Frequently asked questions

How realistic are the persona responses?
Every persona stays in character and respects what someone in their position would actually know. A logistics manager won't offer opinions on UX design. Responses come in natural, spoken-word style, with hesitation, bluntness, or boredom when the question doesn't land. Plastic picks from 17 mood states per session, so responses include impatience, distraction, and skepticism alongside enthusiasm. When personas disagree or react in unexpected ways, the report calls that out — you see the tension, not a smoothed-over consensus. No single persona will match a specific real person, but they reliably surface the same objections, confusion, and preferences that live research does.
Can I customize the personas?
Yes, and there are two ways. Plastic Wizard is the fastest: describe the kind of person you need and get a scored, reusable persona in about three minutes. Wizard personas are shared with the community. Custom Personas are for experienced researchers who want precise control over every detail — they take longer to build properly but produce highly specific profiles. Available on Team and Researcher plans, private to your account.
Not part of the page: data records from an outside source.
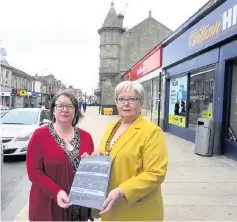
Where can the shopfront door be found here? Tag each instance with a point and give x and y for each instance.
(147, 103)
(230, 141)
(157, 101)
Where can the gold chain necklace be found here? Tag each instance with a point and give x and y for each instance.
(108, 148)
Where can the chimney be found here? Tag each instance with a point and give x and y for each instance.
(150, 14)
(121, 18)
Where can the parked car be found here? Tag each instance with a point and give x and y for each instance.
(4, 110)
(17, 127)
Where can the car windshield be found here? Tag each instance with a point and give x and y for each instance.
(24, 117)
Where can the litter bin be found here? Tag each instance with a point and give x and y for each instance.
(204, 137)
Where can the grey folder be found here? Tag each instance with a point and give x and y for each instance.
(89, 188)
How many personas can I include in a session?
Depends on your plan. Every plan supports multiple personas per session. They all respond at the same time, so more personas doesn't mean more waiting.
What file types can I upload?
Images (JPG, PNG, GIF, WEBP), text files (TXT, Markdown), and PDFs (up to 20 pages, auto-converted to images). Most teams upload screenshots, mockups, PDFs, or paste in copy they want reactions to.
Is my data private?
Your session materials, answers, and results stay private to your account. Custom Personas do too: they are available on Team and Researcher plans, give you full control over the full persona description, and are never shared outside your account. Plastic Wizard personas work differently: they are designed to be easy to create, reusable, and shared with the community. You can also create a share link for any finished session; it shows a read-only report and hides your raw materials, individual answers, and account details, and you can revoke it anytime.
How is this different from just prompting ChatGPT?
ChatGPT gives you one voice that tends to be helpful and agreeable. Plastic gives each persona their own identity, their own knowledge limits, and their own mood — with rules that stop them from just validating whatever you put in front of them. A skeptical logistics manager might say "I don't know what I'm actually paying for here, so I'd just Google the competitor first." You don't get that from a generic prompt. Sessions are good for repeated comparisons because you can rerun the same setup with new materials and inspect what changed. The output is a structured report with score distributions, recommendation cards, direct quotes, and per-question breakdowns you can share.